Penyebab ketiga, imbas dari banyaknya TKI yang mondar-mandir RI-Malaysia, serta wilayah yang jauh dari 'jangkauan' pengiriman barang, menjadikan produk ‘negara tetangga’ banyak dijumpai. Tentunya dengan banyak produk tetangga tadi, maka transaksinya pakai uang negara tenangga.
Jarak
Beranjak dari Entikong, ke wilayah perbatasan lainnya Badau. Adapun Badau adalah sebuah kecamatan diujung timur Kalimantan Barat yang juga berbatasan langsung dengan Malaysia. Bahan makanan seperti daging segar, bahan bangunan, dan bahkan bahan bakar minyak (BBM), masih bergantung dari ‘seberang’. Bukan tanpa alasan barang itu dengan mudah masuk Badau, untuk memenuhi kebutuhan daging segar seperti ayam, ikan, dan sapi. Penyebabnya memang rasional.
Impor dari Malaysia ke Badau menjadi solusi, karena jaraknya yang hanya 1 jam perjalanan, dirasa lebih efektif dibandingkan harus mendatangkan dari kota terdekat Indonesia yang jaraknya 4 jam perjalanan yaitu Putussibau menuju Badau.
Namun 4 jam dari Putussibau ke Badau lebih baik daripada dari Pontianak ke Entikong. Lantaran jalanan dari Putussibau ke Badau kondisinya jauh lebih bagus ketimbang Pontianak ke Entikong. Alhasil perjalanan Pontianak ke Entikong lebih lama 2 jam alias 6 jam!
Maka apa konsekuensinya? Kualitas daging yang ke Badau apalagi Entikong, tentu menurun plus biaya angkut yang menjadi mahal. Itulah sebabnya daging-daring di daerah perbatasan kebanyakan impor. Itulah hal-hal yang melatarbelakangi terjadinya pertarungan Rp vs RM di wilayah perbatasan. Dan hasilnya, mau tak mau kita harus akui bahwa Rp kalah telak di kawasan perbatasan.
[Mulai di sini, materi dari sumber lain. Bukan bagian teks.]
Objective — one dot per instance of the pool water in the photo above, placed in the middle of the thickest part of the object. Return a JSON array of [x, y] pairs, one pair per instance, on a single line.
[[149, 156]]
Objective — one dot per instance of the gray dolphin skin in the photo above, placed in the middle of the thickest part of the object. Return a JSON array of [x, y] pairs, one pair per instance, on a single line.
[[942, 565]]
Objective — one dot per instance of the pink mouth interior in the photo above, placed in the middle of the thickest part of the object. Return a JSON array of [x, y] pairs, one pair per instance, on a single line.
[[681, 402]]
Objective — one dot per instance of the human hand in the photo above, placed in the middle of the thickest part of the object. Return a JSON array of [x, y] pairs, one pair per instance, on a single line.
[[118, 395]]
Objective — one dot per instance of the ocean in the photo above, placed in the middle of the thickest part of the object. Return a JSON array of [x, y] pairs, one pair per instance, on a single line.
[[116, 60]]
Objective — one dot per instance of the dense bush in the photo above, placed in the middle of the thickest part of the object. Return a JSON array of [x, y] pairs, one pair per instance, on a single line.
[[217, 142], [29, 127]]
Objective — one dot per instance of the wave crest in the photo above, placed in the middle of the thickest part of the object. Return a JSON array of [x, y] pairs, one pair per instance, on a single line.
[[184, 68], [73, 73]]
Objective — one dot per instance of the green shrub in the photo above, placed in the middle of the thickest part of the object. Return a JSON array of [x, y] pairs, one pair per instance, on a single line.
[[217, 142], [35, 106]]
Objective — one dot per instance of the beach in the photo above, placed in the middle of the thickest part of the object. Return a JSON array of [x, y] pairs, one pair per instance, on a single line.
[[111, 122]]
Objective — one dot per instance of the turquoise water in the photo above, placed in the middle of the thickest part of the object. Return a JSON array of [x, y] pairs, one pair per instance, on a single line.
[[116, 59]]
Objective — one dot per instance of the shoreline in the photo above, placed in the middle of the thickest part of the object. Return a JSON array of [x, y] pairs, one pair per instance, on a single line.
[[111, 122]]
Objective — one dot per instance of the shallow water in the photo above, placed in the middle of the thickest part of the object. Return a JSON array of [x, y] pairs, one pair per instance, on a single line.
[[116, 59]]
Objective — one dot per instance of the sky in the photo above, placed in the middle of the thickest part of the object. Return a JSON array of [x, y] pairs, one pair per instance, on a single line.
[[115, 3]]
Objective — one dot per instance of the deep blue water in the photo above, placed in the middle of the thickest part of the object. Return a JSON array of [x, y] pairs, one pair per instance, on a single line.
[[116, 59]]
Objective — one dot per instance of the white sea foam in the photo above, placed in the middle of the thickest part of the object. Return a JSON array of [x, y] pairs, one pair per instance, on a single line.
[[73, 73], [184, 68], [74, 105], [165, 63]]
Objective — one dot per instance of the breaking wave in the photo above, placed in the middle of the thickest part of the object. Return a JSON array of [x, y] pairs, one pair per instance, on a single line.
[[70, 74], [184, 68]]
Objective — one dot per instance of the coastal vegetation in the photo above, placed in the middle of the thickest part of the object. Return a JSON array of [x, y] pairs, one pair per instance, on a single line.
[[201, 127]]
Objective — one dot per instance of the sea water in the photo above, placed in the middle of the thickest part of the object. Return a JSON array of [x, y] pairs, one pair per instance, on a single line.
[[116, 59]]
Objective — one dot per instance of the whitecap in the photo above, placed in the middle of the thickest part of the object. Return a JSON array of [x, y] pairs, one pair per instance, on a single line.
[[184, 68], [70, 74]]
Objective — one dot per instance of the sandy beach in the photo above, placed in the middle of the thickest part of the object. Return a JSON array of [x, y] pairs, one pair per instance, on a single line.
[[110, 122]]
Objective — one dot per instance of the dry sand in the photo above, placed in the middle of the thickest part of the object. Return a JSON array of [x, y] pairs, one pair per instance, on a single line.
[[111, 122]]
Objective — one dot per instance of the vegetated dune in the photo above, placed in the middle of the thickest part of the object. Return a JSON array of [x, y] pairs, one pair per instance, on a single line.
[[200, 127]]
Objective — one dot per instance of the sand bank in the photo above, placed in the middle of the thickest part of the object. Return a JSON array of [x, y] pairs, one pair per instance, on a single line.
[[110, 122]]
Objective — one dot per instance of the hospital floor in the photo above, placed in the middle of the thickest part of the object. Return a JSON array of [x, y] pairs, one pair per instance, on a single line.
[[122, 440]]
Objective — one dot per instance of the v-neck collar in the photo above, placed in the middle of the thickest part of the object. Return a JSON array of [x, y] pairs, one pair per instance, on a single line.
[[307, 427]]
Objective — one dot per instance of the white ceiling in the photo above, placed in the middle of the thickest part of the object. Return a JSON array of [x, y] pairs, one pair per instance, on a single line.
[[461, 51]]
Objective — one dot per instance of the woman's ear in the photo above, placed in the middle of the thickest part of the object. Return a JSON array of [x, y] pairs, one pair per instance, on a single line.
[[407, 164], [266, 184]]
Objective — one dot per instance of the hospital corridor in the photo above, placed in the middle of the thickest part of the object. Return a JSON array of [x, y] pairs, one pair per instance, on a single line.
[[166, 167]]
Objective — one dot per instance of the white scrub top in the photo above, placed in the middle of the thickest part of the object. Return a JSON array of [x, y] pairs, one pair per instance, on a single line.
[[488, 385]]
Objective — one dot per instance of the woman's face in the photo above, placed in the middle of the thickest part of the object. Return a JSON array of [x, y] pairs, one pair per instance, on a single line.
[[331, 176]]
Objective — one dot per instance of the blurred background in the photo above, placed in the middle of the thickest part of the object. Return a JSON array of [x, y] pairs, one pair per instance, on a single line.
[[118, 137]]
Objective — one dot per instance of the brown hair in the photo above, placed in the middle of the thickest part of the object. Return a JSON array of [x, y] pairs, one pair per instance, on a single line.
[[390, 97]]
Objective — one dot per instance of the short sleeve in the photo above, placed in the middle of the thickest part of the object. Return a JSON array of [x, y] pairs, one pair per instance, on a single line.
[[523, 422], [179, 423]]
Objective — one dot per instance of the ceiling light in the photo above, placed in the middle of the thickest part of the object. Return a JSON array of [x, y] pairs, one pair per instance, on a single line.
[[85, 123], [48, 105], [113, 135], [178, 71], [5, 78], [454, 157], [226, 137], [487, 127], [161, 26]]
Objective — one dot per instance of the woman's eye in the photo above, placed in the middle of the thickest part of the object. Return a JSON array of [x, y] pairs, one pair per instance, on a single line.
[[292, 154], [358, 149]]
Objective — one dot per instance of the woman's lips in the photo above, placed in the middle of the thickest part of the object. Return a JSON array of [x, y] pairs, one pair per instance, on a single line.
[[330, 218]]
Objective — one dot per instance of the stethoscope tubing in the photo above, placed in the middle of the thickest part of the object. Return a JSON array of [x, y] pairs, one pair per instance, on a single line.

Satu lagi, kebutuhan pokok di wilayah perbatasan yang sangat bergantung dengan negara tetangga adalah listrik. Pasokan listrik disana sebagian besar disuplai dari Malaysia yang bekerjasama dengan PLN. Ini disebabkan oleh daya dari PLN tidak mencukupi untuk kebutuhan warga perbatasan. Tak pelak, mayoritas warga membayar tagihan listrik harus menggunakan RM.